Старик тяжело вздохнул и развел руками.
– Если домулло и знает две суры из святого писания, то в материале он разбирается и того меньше. Ты лучше внимательнее вглядись в эти чудо-цветы. Видишь, на моих ладонях серебристые точки? Что ты на это скажешь?
Торговец внимательно посмотрел на ладонь старика, на которой действительно было несколько точек непонятного цвета.
– Так цветы не прошиты, а нанесены специальным напылением. Новые технологии, – пролепетал торгаш.
Старик еще раз потер цветок, потом поскреб по "серебру" ногтем.
– А если мои женщины когда-нибудь постирают эту ткань, что будет с твоими технологиями?

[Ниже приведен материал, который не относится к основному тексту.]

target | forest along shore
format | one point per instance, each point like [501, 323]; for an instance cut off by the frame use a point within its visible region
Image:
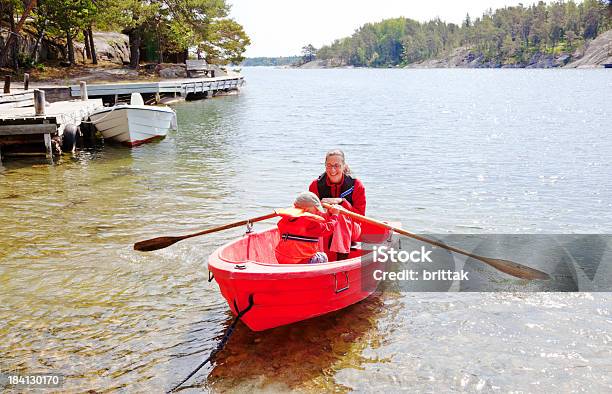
[595, 54]
[558, 34]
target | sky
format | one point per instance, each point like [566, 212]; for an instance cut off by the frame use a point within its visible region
[283, 27]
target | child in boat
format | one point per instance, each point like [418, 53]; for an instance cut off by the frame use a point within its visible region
[300, 229]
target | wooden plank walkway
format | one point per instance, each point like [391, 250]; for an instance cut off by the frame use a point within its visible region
[17, 98]
[62, 112]
[181, 87]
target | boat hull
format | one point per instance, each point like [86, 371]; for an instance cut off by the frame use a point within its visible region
[287, 293]
[133, 125]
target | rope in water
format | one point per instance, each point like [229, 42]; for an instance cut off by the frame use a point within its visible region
[221, 345]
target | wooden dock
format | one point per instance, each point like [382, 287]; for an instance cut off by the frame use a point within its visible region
[20, 125]
[184, 87]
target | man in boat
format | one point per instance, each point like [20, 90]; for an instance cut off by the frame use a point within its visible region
[337, 186]
[301, 227]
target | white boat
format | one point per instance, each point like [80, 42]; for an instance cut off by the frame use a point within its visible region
[135, 123]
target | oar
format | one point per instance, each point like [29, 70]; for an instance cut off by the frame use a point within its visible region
[509, 267]
[163, 242]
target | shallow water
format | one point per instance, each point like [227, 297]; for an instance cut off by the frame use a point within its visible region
[485, 151]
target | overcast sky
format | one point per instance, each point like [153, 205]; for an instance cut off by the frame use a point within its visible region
[283, 27]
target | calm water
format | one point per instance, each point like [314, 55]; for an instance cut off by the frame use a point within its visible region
[495, 151]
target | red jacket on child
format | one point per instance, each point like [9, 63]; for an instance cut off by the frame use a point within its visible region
[299, 235]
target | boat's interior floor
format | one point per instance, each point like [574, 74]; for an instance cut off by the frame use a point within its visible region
[260, 247]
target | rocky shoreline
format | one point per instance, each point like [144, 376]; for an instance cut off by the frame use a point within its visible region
[594, 54]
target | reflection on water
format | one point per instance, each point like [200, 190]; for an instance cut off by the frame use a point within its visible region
[446, 151]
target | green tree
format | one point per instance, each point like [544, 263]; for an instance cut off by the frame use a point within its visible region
[308, 53]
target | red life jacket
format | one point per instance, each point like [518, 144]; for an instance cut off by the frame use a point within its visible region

– Хорошо, тысяча пятьсот, а за качество я ручаюсь, – согласился Махмадраджаб.
– Восемьсот, и я еще подумаю! – не унимался старик.
– Я очень уважаю ваш возраст и ради ваших седин, я го...
– Стой, пройдоха! О чем ты говоришь? Возраст?! Что ты понимаешь в возрасте? Ты молод, и ты видишь, как легко обмануть старого больного человека. Давай за восемьсот, а?
Теперь, пот выступил на рябом лице Махмадраджаба. Он с удивлением разглядывал старую акулу.
– Может так завернуть, – огрызнулся торгаш.
– За так – ослице под хвост заворачивай. Я тебе предложил деньги, и немалые, поверь – целых девятьсот афгани.
– Ладно, давайте тысячу четыреста, – еще раз уступил Махмадраджаб.
Старый чайханщик благодарно кивнул. Он достал расшитый платок и, поманив мальчика, вытер ему нос.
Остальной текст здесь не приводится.